New York City Finally Stands Up to Occupy

Has New York City finally decided to stand up to Occupy Wall Street? A recent rapid shutdown of direct actions by the movement, combined with ongoing prosecutions, may indicate that the movement has worn out its welcome with the city–which is bad news as the group tries to reignite the movement for an ‘American Spring.’

We reported just yesterday that the Occupy Wall Street movement seemed to be trying to set up in Union Square. Well, as MSNBC reports, that party is over.
Police confronted Occupy Wall Street protesters in New York’s Union Square just after midnight on Wednesday morning, forcing them to vacate their newly-established camp in the park. Officers, who cited a usually unenforced rule that the park be closed overnight, made one arrest, according to a report in The New York Post.

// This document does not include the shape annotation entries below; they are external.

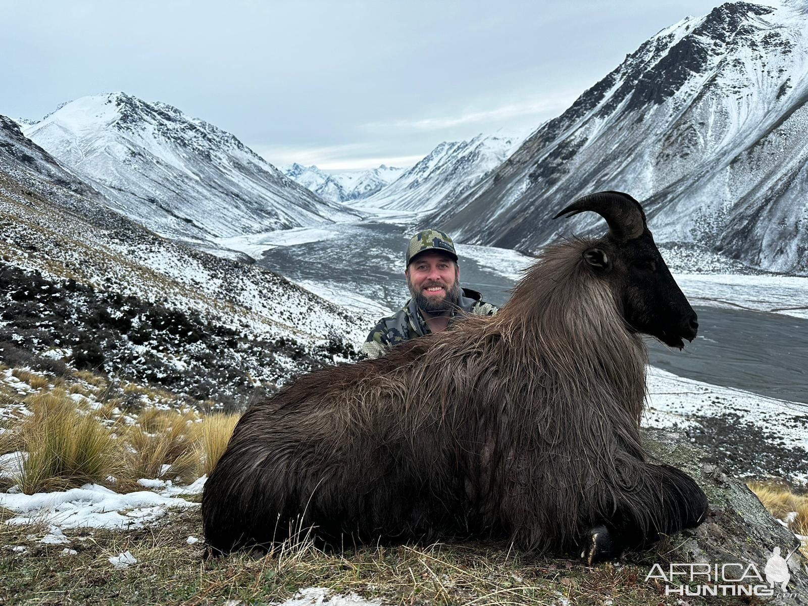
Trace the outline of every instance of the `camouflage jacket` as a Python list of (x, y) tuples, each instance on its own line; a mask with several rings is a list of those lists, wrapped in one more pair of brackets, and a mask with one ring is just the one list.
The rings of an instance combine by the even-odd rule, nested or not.
[[(499, 311), (496, 306), (482, 301), (479, 292), (470, 288), (463, 288), (460, 307), (463, 311), (478, 316), (493, 316)], [(452, 313), (449, 324), (455, 318), (461, 315), (460, 312)], [(362, 351), (368, 358), (378, 358), (393, 345), (430, 332), (427, 321), (421, 315), (415, 301), (410, 299), (395, 315), (379, 320), (362, 345)]]

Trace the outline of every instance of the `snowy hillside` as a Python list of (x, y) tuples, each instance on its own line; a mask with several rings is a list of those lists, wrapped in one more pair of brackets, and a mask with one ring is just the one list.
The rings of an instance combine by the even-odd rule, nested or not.
[(112, 208), (170, 237), (206, 240), (358, 214), (300, 187), (229, 133), (124, 93), (65, 103), (24, 133)]
[(572, 199), (617, 189), (658, 242), (804, 272), (806, 101), (808, 3), (723, 4), (654, 36), (429, 222), (535, 250), (574, 229), (549, 220)]
[(520, 141), (500, 135), (444, 141), (387, 187), (354, 205), (413, 212), (442, 208), (482, 182)]
[(326, 172), (315, 166), (303, 166), (295, 162), (284, 174), (323, 200), (350, 202), (372, 196), (398, 179), (406, 170), (382, 164), (368, 170)]
[(0, 362), (100, 370), (244, 404), (350, 359), (368, 318), (166, 240), (0, 116)]

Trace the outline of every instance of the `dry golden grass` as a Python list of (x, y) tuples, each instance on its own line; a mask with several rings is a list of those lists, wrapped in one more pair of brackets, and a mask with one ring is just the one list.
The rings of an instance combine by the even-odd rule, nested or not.
[(93, 390), (82, 385), (81, 383), (73, 383), (67, 388), (67, 390), (71, 393), (78, 393), (78, 395), (84, 396), (85, 398), (89, 398), (94, 393)]
[(776, 484), (751, 482), (748, 486), (769, 513), (785, 522), (792, 532), (804, 537), (800, 551), (808, 558), (808, 494), (795, 494)]
[(47, 377), (32, 372), (24, 368), (15, 368), (11, 374), (22, 381), (27, 383), (35, 389), (40, 389), (50, 383), (50, 379)]
[(199, 475), (210, 475), (219, 459), (225, 453), (233, 430), (241, 418), (239, 414), (211, 415), (197, 423), (196, 443), (199, 452)]
[(76, 410), (63, 390), (25, 399), (33, 415), (20, 424), (28, 458), (16, 478), (23, 492), (103, 482), (118, 470), (119, 443), (98, 419)]
[[(131, 478), (158, 478), (164, 465), (172, 465), (171, 473), (186, 475), (196, 466), (193, 426), (196, 413), (145, 409), (138, 425), (124, 435), (131, 447), (126, 455), (127, 473)], [(142, 420), (141, 420), (142, 419)]]

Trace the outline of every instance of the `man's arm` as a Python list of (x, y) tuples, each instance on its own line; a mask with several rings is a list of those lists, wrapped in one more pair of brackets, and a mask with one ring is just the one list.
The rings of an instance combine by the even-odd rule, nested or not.
[(390, 342), (387, 338), (387, 329), (385, 326), (385, 321), (382, 320), (377, 324), (370, 335), (362, 343), (362, 351), (368, 358), (381, 358), (390, 347)]
[(499, 308), (491, 303), (480, 300), (471, 306), (471, 313), (476, 316), (495, 316)]

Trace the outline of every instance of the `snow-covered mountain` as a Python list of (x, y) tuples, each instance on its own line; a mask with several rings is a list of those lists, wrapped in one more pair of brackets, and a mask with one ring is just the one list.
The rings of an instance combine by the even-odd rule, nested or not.
[(317, 166), (293, 163), (284, 174), (323, 200), (351, 202), (367, 198), (395, 181), (406, 169), (382, 164), (367, 170), (329, 173)]
[(91, 367), (236, 406), (351, 358), (372, 323), (256, 263), (155, 235), (0, 116), (0, 362)]
[(469, 141), (444, 141), (388, 187), (354, 206), (419, 212), (453, 204), (520, 142), (518, 137), (482, 134)]
[(644, 201), (658, 242), (805, 272), (806, 102), (808, 3), (728, 2), (651, 37), (428, 222), (535, 249), (574, 229), (549, 217), (576, 196), (616, 189)]
[(208, 240), (357, 216), (230, 133), (124, 93), (65, 103), (24, 133), (112, 208), (163, 235)]

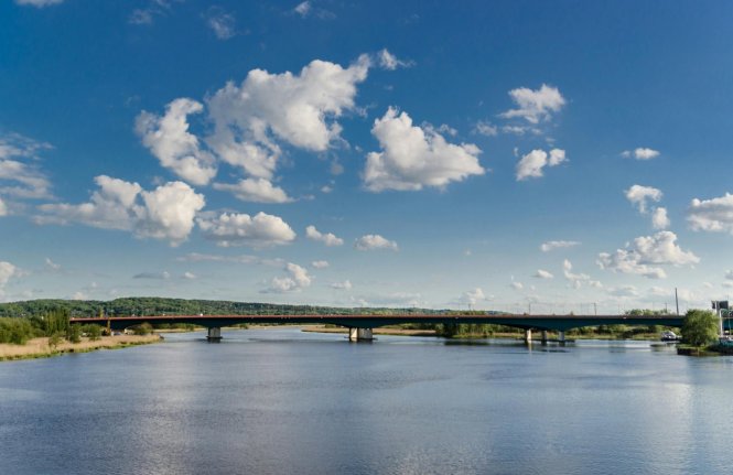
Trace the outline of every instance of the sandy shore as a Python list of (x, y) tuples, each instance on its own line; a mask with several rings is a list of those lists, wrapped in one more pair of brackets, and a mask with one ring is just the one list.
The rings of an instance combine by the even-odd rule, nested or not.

And earlier this month, Reuters reported ongoing prosecutions against Occupy activists Jeff Rae and Malcolm Harris connected to the Brooklyn Bridge march last October that resulted in over 700 arrests. Reuters said:
Jeff Rae, 31, who was arrested during a mass protest on the Brooklyn Bridge in October, posted the subpoena on his Twitter account Monday.
The subpoena seeks all of Rae’s tweets from Sept. 15 — two days before the Occupy movement began in downtown Manhattan — through Oct. 31, along with account and contact information for Rae.
The subpoena, which Twitter emailed to Rae, is dated March 8.
A faxed cover sheet posted by Rae indicates that the Manhattan District Attorney’s office subpoenaed Twitter for five different user accounts. It was not immediately clear whether the other four are also Occupy defendants, though in January prosecutors filed a subpoena seeking similar information from Malcolm Harris, another arrested protester.
We’ve previously featured Harris for his comments at the Bluestocking panel discussion on Occupy last October that also featured his self-decribed ‘best friend’, writer Natasha Lennard. Ms. Lennard was also arrested on the Brooklyn Bridge and covered the story for The New York Times. After that story broke on, the Times announced it was severing its relationship with Ms. Lennard.